Según los documentos judiciales, algunos extranjeros pagaban hasta 100 mil dólares por matrimonio a los facilitadores. Los ciudadanos estadounidenses reclutados para casarse podían recibir hasta 30 mil dólares, mientras que otras personas obtenían pagos por conseguir participantes.
La organización habría operado principalmente desde Nueva York, pero sus actividades se extendieron a otros estados y fuera del país. Los participantes presuntamente preparaban solicitudes migratorias, fotografías y otros documentos para presentar las relaciones como matrimonios legítimos.
La acusación señala que la red generó decenas de millones de dólares mediante estas operaciones. También habría utilizado acuerdos prenupciales y otros mecanismos para establecer que las parejas mantendrían vidas separadas después de casarse.
Entre los señalados hay personas que presuntamente reclutaban ciudadanos estadounidenses, intermediarios, preparadores de documentos y otros participantes encargados de facilitar los trámites migratorios.
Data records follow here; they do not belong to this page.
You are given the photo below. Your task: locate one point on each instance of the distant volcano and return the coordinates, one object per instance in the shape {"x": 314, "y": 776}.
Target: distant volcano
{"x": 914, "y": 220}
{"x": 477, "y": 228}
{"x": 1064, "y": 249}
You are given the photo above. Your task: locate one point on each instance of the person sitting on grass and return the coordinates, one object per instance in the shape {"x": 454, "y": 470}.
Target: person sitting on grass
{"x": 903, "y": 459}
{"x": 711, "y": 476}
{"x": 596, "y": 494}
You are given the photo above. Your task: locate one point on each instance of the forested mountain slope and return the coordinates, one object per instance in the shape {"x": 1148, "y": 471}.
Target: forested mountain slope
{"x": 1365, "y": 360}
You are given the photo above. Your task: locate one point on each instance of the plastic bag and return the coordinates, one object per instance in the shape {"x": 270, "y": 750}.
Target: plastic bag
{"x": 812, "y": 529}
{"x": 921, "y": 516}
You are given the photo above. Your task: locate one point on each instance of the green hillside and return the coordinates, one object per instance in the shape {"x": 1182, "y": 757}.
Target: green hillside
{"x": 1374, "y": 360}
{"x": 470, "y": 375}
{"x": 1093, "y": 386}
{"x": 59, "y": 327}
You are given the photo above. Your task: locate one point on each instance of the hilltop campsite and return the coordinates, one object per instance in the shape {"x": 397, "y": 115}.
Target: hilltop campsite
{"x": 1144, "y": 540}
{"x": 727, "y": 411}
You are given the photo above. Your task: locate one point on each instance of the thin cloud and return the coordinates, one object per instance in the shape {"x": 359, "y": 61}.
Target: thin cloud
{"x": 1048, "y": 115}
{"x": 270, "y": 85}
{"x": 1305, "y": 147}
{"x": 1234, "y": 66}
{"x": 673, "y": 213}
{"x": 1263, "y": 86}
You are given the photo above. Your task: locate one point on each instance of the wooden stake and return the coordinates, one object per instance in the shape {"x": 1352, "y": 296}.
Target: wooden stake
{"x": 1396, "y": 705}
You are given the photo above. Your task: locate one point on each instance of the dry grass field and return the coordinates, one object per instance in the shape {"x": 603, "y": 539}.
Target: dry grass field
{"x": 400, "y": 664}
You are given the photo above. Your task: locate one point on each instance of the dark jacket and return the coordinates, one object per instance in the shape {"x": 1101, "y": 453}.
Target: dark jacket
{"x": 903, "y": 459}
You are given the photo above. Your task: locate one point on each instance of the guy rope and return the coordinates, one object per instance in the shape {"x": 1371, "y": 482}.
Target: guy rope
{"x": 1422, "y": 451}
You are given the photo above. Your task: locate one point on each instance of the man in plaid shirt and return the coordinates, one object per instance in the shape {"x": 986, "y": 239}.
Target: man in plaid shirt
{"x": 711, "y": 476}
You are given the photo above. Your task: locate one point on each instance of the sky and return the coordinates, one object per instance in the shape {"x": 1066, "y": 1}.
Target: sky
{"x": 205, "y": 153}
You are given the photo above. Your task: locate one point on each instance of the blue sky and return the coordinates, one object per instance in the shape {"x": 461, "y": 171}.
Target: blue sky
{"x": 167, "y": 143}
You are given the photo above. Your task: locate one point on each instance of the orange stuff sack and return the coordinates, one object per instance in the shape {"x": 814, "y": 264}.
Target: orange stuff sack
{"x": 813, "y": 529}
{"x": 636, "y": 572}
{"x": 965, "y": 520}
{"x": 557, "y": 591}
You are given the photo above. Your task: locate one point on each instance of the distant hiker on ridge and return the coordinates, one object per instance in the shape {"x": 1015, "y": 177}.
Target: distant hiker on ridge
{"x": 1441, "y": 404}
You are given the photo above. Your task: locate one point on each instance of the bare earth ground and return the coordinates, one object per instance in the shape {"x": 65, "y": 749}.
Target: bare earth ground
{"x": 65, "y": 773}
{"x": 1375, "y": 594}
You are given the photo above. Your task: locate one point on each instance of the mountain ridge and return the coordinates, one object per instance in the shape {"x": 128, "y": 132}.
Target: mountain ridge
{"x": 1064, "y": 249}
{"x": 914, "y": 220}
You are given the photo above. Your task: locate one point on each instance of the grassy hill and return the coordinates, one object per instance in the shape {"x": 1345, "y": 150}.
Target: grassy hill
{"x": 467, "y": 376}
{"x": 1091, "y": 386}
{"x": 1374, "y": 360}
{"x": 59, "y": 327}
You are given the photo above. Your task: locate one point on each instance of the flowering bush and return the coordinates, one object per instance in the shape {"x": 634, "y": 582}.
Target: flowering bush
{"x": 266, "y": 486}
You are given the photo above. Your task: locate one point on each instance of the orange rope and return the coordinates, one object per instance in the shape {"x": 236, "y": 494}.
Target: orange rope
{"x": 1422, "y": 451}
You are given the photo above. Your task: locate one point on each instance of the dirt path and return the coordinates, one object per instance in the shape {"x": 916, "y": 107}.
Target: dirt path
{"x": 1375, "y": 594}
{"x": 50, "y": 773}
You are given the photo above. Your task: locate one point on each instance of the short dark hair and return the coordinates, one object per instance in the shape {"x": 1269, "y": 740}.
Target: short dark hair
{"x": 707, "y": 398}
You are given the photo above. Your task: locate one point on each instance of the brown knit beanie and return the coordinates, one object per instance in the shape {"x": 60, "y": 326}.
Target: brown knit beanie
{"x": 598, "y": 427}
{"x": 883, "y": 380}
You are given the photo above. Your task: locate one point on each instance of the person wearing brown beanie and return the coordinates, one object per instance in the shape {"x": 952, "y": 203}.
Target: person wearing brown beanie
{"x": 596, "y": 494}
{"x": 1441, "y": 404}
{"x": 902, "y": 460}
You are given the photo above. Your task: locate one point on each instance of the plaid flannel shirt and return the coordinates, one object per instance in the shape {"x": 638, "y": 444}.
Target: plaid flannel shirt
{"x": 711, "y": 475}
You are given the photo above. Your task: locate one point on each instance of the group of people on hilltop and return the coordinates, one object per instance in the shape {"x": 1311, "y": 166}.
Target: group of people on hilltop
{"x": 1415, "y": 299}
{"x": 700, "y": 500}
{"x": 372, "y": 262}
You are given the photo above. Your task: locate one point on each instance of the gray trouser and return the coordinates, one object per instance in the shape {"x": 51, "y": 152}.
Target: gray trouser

Las autoridades estadounidenses describieron el caso como uno de los procesos más importantes por fraude matrimonial en la historia del país. Los acusados enfrentan cargos por conspiración para cometer fraude matrimonial y fraude relacionado con documentos migratorios, además de facilitar la permanencia ilegal de extranjeros.
La investigación se desarrolla mientras el gobierno de Donald Trump mantiene una política de mayor vigilancia sobre los mecanismos utilizados para obtener beneficios migratorios. El caso, sin embargo, corresponde a una presunta operación desarrollada durante más de una década.
Las acusaciones no representan una declaración de culpabilidad. Los 11 señalados deberán enfrentar el proceso judicial y mantienen la presunción de inocencia mientras se determina su responsabilidad.